Más señales positivas han llegado este martes desde la Bolsa, que acaba de cerrar el mes de abril con una subida del 6,3%, la mayor subida mensual desde agosto del pasado año, cuando Draghi, el mandamás de Banco Central Europeo dijo que el BCE intervendría para defender a las economías periféricas mediante las compras de bonos y para salvar al euro. Otra de las señales ha sido la bajada de la prima de riesgo por debajo de los 400 puntos básicos por primera vez desde hace bastantes meses, desde finales del año 2011. La prima de riesgo cayó por debajo de los 400 puntos básicos en lunes y este martes se ha consolidado por debajo de este nivel. Los tipos a largo plazo se han doblegado de forma sustancial y se encuentran ligeramente por encima del 4%, una buena señal para los costes de la deuda, tanto pública como privada.

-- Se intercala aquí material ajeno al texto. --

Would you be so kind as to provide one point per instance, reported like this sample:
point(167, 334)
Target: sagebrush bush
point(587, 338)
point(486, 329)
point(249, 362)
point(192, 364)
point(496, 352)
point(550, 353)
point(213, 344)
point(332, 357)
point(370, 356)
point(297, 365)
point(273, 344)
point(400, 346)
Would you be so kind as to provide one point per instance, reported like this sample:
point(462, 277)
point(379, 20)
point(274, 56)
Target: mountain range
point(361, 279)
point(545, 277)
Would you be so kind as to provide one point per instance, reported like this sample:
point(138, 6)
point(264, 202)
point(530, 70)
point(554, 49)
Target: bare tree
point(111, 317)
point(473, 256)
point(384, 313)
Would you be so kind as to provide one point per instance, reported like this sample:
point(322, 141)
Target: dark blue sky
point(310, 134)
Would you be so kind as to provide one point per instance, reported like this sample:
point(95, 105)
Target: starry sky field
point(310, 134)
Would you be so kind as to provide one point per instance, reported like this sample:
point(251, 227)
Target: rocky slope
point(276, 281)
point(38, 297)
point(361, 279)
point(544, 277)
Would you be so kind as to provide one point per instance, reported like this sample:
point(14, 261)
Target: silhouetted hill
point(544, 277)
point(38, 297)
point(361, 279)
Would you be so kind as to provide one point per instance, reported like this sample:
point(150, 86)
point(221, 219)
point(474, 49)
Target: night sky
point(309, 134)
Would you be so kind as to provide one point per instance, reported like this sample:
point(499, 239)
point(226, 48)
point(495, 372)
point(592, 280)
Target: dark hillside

En resumen, las señales que emite la economía y la reacción de los mercados indican que está volviendo la confianza y se está borrando gradualmente la incertidumbre que atenazaba a la economía desde mediados del pasado año. Hay una sensación bastante extendida de que lo peor ya ha quedado atrás en esta segunda recesión aunque ahora las dudas se alimentan cuando algunas estimaciones consideran que la lentitud del proceso de recuperación económica en Europa es exasperante y habría que hacer algo por acelerarlo.

Una de las motivaciones que quizás haya participado más activamente en mejorar la credibilidad de la economía es la sensación de cambio de énfasis que se percibe en la Eurozona, que parece virar cada vez de forma más patente hacia las políticas de estímulo económico, una vez que las estrategias de austeridad han caído en el desprestigio o, cuando menos, han pasado a un segundo plano en la valoración de los dirigentes económicos europeos. Alemania sigue defendiendo la necesidad de ajustes en algunas economías, pero ha suavizado de forma considerable sus posiciones más duras. Francia se ha desmarcado de Alemania y está ahora tratando de atraer capitales mediante una política más estimulante para las empresas y los inversores, en especial los foráneos. Italia ha logrado fabricar un Gobierno de alianzas, cuyo elemento de unión ha sido la búsqueda de mecanismos para incentivar la actividad económica, dejando en un segundo plano las políticas de austeridad. España está asumiendo una línea similar, aunque con la particularidad de que el esfuerzo principal de la economía española debe centrarse en aproximar la fecha del equilibrio presupuestario.

Las señales que proliferan no son en sí mismas una recuperación económica, pero son la base sobre la que se sustentan las nuevas expectativas de mejora de la economía. Algo es algo. Y, en todo caso, el BCE tiene una cita el jueves con los mercados, de la que podrían salir algunos estímulos que los mercados y los agentes económicos demandan con apremio.